What is it?
Different multivitamin supplements use different ingredients. Some multivitamins have different formulations for men, women and children. A multivitamin may include B vitamins, vitamin C, fat soluble vitamins (A, D, E and K) and essential minerals.
How does it work?
More research is needed to understand how multivitamins might help depression. Some people believe vitamins B9 (folate), B12 and D may assist in treating depression. Multivitamins often include these vitamins.
Is it effective?
There is no scientific evidence to date on multivitamins for the treatment of depression. Scientific studies in people with depressive symptoms are needed. Many studies have been carried out in people without depression.

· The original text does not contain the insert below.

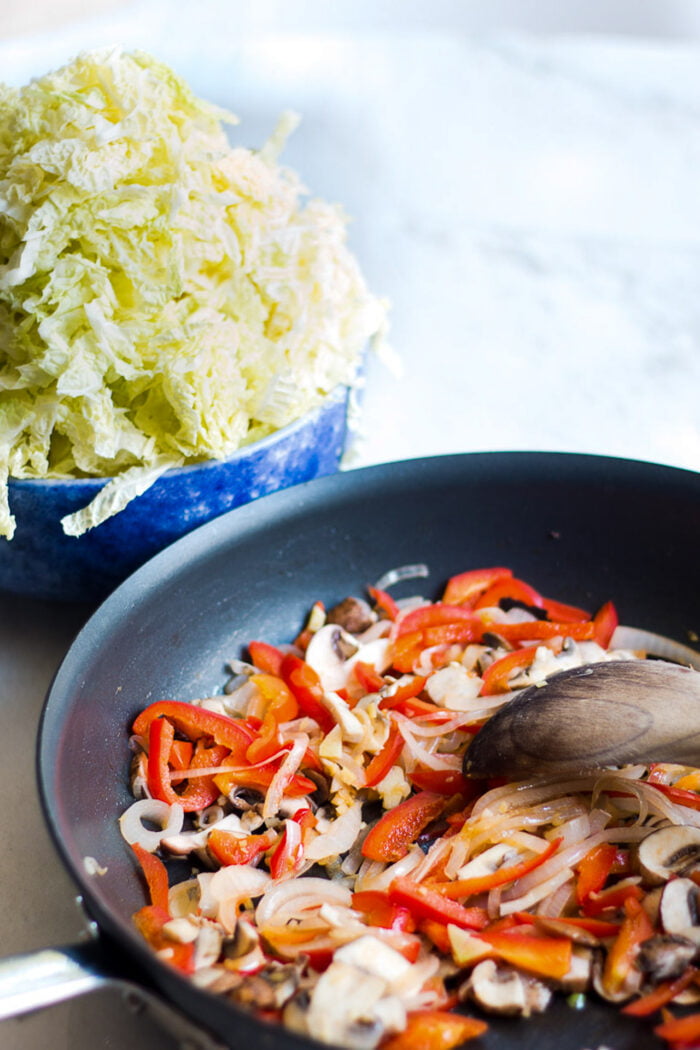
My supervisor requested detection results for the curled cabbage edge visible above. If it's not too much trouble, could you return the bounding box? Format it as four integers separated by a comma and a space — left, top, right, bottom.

Are there any disadvantages?
Some supplements can be harmful or ineffective if you take the wrong dose. For example, large doses of Vitamin B6 can cause nerve damage. Talk to your health care professional if you are thinking of taking supplements.
Fat soluble vitamins are stored in the body. Taking too much may cause toxicity. Symptoms may include, but are not limited to, nausea, vomiting, headache, dizziness and/or poor appetite.
Where do you get it?
Vitamins are present naturally in food. You can buy vitamin supplements in pharmacies, health food shops, and online health shops. They usually come in tablet, capsule, powder, or oral liquid form. Vitamins may also be given as an injection by a doctor.
There is no evidence at this stage to recommend multivitamins as a treatment for depression.
- Harris E, Kirk J, Rowsell R, Vitetta L, Sali A, Scholey AB et al. The effect of multivitamin supplementation on mood and stress in healthy older men. Human Psychopharmacology. 2011;26 :560-67.
- Long S-J, Benton D. Effects of vitamin and mineral supplementation on stress, mild psychiatric symptoms, and mood in nonclinical samples: a meta-analysis. Psychosomatic Medicine. 2013; 75: 144-53.
- America A, Milling LS. The efficacy of vitamins for reducing or preventing depression symptoms in healthy individuals: natural remedy or placebo? Journal of Behavioral Medicine. 2008; 31:157-67.